Zanstra et al. selected ACHD patients for treatment with SV if the systemic RV function was significantly impaired (RVEF <35%) and patients were ‘symptomatic’ despite treatment with maximal tolerated beta blocker and ACE-I/ARB for at least 3 months. RVEF was measured either by echo and/or MRI. Symptoms were subjectively evaluated in out-patient clinic. Before initiation of SV, as part of standard care, all patients had an echo, cardio-pulmonary exercise test using bike ergometry, 6MWT, blood tests and quality of life assessments. The treatment protocol is shown in Figure 1.
Twenty patients were initially enrolled with systemic RV heart failure – evenly split between men/women. Mean age was 46 ± 11 yrs. Two patients were withdrawn. Two thirds of the final analysis group had an atrial switch (n=12) and the remainder had ccTGA anatomy (n=6).
Change in clinical/echo data captured at baseline then at 6 months is shown in Tables 1 & 2. The percentage change in NTproBNP level from baseline to 6 months is shown in Figure 2. Temporal change in indices in quality of life is shown in Table 3.
Whilst one cannot say this data completely seals the deal on SV use in patients with a systemic RV impairment, there is much optimism here and it is well worth sitting up to take note. The majority of the group had grade I/II systemic AV valve regurgitation so perhaps this cohort comprises a more favourably responsive group to SV compared to such patient with more severe degrees of regurgitation who perhaps destined to fail faster and be more refractive to medical treatment – however this study is not designed to investigate this.
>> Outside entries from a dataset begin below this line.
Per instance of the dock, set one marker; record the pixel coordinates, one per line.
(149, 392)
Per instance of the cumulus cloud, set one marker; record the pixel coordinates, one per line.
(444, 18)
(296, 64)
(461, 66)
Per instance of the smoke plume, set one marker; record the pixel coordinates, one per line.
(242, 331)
A switch from an ACE-I or ARB (of which there is little evidence to support use) to SV resulted in a drop in NTproBNP (one of the strongest independent prognostic markers); marginally improved RV performance within a relatively short space of time; improved 6MWT distance AND improved QOL. This is very promising.
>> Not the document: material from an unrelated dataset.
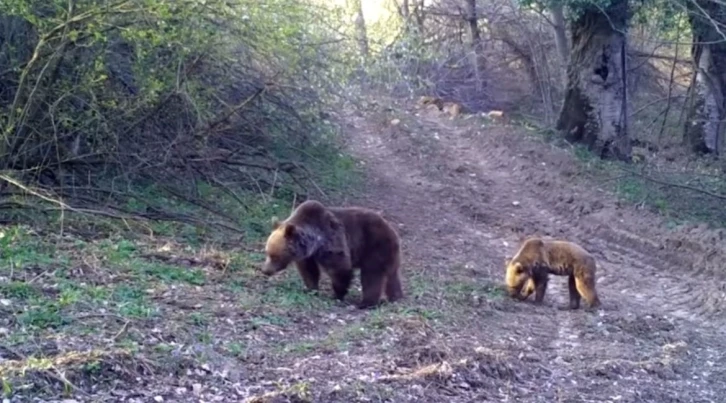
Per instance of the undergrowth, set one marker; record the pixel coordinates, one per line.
(681, 195)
I am not sure there is much further to add aside from the usual mantra of it being desirable to validate these findings in a larger, randomised dataset –realistically, is this going to happen?
If heart failure with LV dysfunction is the fast line at the moment, ACHD heart failure is still very much confined to the slow lane (or even perhaps the hard shoulder). This was a very welcome article to read – yes, it isn’t a randomised controlled clinical trial but it’s very positive signposting.
One further question to ask is, when should one start treatment with SV? It seems somewhat counter-intuitive to patiently wait until the systemic RV has adversely remodelled, then failing with evolving symptoms before starting a restorative treatment. Surely we should be really thinking of starting treatment sooner rather than later before too much ground is lost. Prevention being better than cure. This requires further study.
Given that there is little evidence for the use of any other neuro-hormonal blocking agents in this niche group of patients, I’m fully behind the groups’ thinking and it certainly reflects /supports my current clinical practice – what about yours?